Once people come out of the closet, you’re not going to get them back in. Eventually, even movie stars – not just character actors, comedians and singers – will be openly gay.

I was alone in the office for a couple of hours, going through about forty E-mail messages and doing some CGR work.

Listening to NPR this morning, I remembered that during the Gulf War, Kuwait was often described as “the size of New Jersey.” I thought I’ve read other countries describe the same way.

Sure enough, searching Nexis, I found quotes from dozens of newspaper articles applying that description not only to Kuwait, but also to Israel, Swaziland, Belize, East Timor, Slovenia, Latvia and other countries.

In addition, Puerto Rico was called half the size of New Jersey and the Netherlands and other regions twice New Jersey’s size.

Do you think journalists have decided to use New Jersey as a standard of measurement for the area of foreign states? Weird.

After getting “Willie 95 “ back from Iowa Review, I immediately sent it out to another literary magazine.

Mom called and said I didn’t get a Florida literature fellowship this year. But I’ve had so much good luck in other ways, the rejection doesn’t bother me.


Sunday, September 10, 1995

9 PM. Laura Italiano wrote, “Holy Ho-Ho-Kus!” after Susan forwarded the twenty column items I’d sent her rather than just the five she requested. She wants me to do a multi-paragraph bio and snail-mail her a color headshot for the column.

Laura said she’ll call me tomorrow, and she feels she can use what I sent for more than one column, just as I’d hoped.

I learned about this when I came into the office at 4 PM, after I’d walked across the street from my apartment to Butler Plaza to see The Tie That Binds.

The reviews I’ve seen are nearly all negative, with cutting remarks that must be hurtful to Wes if he sees them.
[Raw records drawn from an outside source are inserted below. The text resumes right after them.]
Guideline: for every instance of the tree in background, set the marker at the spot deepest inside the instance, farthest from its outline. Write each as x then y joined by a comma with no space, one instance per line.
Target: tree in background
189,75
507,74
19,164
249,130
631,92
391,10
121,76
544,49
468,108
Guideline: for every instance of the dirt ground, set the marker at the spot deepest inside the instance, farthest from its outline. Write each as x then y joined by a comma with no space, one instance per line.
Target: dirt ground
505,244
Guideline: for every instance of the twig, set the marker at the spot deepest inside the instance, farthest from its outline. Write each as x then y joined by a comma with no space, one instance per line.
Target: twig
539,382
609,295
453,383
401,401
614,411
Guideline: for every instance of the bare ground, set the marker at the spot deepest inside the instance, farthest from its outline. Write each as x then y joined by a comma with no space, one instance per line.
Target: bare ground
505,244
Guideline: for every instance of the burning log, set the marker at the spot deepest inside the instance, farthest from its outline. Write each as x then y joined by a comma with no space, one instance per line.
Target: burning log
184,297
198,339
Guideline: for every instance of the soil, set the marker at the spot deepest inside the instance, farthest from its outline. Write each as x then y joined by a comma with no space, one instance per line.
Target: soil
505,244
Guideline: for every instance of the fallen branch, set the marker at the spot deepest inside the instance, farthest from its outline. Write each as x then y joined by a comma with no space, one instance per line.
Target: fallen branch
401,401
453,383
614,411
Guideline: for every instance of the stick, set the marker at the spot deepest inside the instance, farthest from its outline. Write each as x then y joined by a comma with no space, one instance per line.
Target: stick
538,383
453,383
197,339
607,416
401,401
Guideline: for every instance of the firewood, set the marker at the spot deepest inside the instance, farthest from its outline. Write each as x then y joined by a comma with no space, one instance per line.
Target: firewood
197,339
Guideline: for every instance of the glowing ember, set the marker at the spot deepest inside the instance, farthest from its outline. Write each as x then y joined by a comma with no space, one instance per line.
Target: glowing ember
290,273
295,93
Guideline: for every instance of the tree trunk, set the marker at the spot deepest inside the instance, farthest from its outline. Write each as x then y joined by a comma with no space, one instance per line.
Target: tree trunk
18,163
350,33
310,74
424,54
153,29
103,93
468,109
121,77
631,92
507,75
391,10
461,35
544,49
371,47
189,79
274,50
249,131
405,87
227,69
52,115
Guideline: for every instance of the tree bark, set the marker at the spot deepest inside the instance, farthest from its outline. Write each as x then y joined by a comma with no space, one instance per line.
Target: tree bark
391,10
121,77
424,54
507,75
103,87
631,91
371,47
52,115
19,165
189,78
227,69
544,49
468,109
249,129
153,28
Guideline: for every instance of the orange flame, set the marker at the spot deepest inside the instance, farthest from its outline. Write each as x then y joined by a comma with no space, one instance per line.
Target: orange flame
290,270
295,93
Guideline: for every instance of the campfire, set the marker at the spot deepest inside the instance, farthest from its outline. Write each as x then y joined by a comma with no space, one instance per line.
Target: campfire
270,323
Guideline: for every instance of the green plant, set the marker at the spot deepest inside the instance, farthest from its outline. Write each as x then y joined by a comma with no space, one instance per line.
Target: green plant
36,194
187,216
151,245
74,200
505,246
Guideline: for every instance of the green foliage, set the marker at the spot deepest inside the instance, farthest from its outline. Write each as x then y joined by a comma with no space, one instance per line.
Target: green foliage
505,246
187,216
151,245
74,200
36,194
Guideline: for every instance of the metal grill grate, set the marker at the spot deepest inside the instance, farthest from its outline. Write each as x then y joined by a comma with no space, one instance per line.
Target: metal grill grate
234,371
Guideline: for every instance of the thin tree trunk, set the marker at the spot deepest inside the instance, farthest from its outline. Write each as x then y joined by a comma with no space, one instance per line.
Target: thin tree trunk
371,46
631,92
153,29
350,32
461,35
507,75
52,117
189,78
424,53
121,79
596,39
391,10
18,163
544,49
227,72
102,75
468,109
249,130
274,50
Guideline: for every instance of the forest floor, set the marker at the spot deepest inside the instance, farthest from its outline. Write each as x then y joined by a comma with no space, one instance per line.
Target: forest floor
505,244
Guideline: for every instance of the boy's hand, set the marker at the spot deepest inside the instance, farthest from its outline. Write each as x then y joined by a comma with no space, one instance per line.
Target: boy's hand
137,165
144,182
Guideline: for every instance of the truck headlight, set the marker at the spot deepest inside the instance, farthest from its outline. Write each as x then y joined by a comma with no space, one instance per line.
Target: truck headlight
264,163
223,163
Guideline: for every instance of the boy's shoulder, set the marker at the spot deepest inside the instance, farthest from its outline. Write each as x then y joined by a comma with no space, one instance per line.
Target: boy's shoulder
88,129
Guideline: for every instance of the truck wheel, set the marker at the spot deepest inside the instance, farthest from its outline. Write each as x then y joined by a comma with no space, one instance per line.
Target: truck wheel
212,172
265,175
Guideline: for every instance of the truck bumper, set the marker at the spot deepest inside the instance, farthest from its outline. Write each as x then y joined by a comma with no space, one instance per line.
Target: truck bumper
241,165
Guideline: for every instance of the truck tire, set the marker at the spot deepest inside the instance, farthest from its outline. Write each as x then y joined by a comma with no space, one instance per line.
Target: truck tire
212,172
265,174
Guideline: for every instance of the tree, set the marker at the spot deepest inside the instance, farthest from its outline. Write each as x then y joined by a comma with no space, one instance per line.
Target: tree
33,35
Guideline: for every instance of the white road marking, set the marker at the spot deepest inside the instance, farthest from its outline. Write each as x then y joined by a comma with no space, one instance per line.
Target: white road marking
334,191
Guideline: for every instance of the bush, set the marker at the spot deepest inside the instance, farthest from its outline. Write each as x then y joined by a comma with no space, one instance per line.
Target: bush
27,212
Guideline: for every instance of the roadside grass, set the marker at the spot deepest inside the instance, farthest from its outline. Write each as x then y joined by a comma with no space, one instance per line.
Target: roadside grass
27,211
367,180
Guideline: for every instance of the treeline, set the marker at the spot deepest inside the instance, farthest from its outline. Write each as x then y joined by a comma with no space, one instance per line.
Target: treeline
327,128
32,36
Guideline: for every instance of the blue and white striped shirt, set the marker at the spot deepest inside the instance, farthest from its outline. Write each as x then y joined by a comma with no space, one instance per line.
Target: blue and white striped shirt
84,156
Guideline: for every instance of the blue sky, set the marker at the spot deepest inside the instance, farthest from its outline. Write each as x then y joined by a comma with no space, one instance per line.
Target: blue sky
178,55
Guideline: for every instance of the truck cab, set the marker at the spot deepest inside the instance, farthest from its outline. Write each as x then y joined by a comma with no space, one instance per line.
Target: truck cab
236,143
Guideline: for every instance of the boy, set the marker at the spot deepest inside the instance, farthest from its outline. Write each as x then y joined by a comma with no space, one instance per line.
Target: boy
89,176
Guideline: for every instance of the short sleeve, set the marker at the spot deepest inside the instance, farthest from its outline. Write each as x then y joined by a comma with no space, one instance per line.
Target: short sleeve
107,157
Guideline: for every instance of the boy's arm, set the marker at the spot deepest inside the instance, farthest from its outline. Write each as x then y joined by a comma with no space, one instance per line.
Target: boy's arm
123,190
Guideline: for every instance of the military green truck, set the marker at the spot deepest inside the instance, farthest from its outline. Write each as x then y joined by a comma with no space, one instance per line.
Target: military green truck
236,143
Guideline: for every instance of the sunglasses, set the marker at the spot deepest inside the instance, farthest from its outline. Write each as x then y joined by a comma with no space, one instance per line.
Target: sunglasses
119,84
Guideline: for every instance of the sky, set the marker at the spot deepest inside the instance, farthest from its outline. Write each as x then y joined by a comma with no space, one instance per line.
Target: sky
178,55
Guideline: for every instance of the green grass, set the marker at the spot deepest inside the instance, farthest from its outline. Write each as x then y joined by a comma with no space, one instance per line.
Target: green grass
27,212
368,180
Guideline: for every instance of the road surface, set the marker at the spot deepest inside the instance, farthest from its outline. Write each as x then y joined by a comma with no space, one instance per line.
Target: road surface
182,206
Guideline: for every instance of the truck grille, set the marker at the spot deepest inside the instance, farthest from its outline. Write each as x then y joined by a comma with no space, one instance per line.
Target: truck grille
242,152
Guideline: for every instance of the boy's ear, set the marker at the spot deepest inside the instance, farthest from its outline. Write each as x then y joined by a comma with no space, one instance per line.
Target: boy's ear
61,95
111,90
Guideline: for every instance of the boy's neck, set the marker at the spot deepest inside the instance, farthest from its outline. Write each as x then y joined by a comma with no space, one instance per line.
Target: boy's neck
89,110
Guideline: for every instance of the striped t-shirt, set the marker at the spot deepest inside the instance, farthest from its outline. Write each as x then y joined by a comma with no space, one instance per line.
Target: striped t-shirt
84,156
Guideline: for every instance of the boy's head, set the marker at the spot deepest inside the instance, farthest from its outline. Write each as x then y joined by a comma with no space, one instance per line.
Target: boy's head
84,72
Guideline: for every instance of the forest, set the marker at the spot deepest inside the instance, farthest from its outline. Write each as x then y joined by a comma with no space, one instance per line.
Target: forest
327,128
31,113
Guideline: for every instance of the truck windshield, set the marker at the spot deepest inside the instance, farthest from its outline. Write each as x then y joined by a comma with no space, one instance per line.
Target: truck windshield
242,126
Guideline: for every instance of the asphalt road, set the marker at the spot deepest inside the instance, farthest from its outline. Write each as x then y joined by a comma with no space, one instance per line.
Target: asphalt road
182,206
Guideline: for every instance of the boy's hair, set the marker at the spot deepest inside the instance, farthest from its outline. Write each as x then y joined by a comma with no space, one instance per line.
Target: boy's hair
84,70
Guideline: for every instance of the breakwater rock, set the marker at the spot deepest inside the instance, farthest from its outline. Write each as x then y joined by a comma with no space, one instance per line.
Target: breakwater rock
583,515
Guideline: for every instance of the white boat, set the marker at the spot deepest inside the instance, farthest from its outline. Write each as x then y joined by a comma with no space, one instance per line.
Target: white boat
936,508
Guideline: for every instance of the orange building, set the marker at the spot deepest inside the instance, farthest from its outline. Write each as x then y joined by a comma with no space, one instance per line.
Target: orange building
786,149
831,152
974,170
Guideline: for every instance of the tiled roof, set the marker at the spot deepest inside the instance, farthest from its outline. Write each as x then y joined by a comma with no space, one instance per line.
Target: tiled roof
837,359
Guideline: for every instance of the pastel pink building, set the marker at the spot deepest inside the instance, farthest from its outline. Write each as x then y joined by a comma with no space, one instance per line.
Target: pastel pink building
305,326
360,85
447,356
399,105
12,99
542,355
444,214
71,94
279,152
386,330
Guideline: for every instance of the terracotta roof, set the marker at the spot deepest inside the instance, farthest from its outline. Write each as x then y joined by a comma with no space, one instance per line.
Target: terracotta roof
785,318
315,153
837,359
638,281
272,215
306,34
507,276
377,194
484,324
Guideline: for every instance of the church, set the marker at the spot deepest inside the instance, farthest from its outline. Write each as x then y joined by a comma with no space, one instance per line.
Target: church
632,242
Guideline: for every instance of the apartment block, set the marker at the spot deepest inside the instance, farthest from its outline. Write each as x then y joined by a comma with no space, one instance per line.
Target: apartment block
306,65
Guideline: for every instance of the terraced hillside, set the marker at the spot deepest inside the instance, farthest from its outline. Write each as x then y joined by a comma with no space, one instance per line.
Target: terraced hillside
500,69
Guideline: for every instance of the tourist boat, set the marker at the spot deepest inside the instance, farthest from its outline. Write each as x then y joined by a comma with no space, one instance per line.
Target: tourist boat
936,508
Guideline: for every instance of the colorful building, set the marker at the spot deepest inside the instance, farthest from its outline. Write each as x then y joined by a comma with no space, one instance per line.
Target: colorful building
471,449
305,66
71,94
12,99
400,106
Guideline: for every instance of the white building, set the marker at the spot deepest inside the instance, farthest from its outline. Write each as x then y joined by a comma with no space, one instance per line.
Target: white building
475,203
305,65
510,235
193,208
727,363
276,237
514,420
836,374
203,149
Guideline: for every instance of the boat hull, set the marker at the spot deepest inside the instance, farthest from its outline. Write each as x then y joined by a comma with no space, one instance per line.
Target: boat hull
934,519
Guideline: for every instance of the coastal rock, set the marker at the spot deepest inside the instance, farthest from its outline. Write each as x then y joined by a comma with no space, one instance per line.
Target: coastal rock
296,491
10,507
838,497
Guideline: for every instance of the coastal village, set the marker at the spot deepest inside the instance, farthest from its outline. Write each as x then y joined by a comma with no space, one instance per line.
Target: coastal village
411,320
But the movie wasn’t as bad as they said.

For a thriller, it’s slow-paced, and there are a few too many artsy-fartsy shots. While the plot was predictable, it seemed no worse than most movies of the genre.

At the end of the credits, I saw one song, “Acid Rain,” “by W. Strick” that was performed by The Commotions, Wes’s band in New York fifteen years ago.

Anyway, Russ was also in the office, but he was at Laurie’s computer and had on earphones, so I felt free to listen to The Doors while I read my E-mail, looked at news articles and wrote a bit.

I called my parents to tell them to send me one of my graduation photos from last year, the only color headshots I have.

They were pleased about my gig at New Jersey Online although Dad thought that I would be paid by “the Internet.”

“I guess this is something you really want to do,” Mom said. Well, more so than be a staff attorney at CGR.

But I’m not going to get too excited about New Jersey Online until I speak with Laura.

Also, I would not be surprised if Newhouse pulled the plug on New Jersey Online the way other big media companies have when their new media projects haven’t initially done well. Still, this could be a start for me.

A lot of ink in the press has been spilled on what compelled Senator Packwood to write those embarrassing diary entries, the very evidence that destroyed his political career.

The reason anyone keeps the kind of diaries that Packwood or I do is pure ego, an inflated sense of one’s importance in the universe.

While I’m a bit player in life, in my diary it’s clear who’s the star, and I know I write things that are every bit as grandiose and foolish as Senator Packwood did.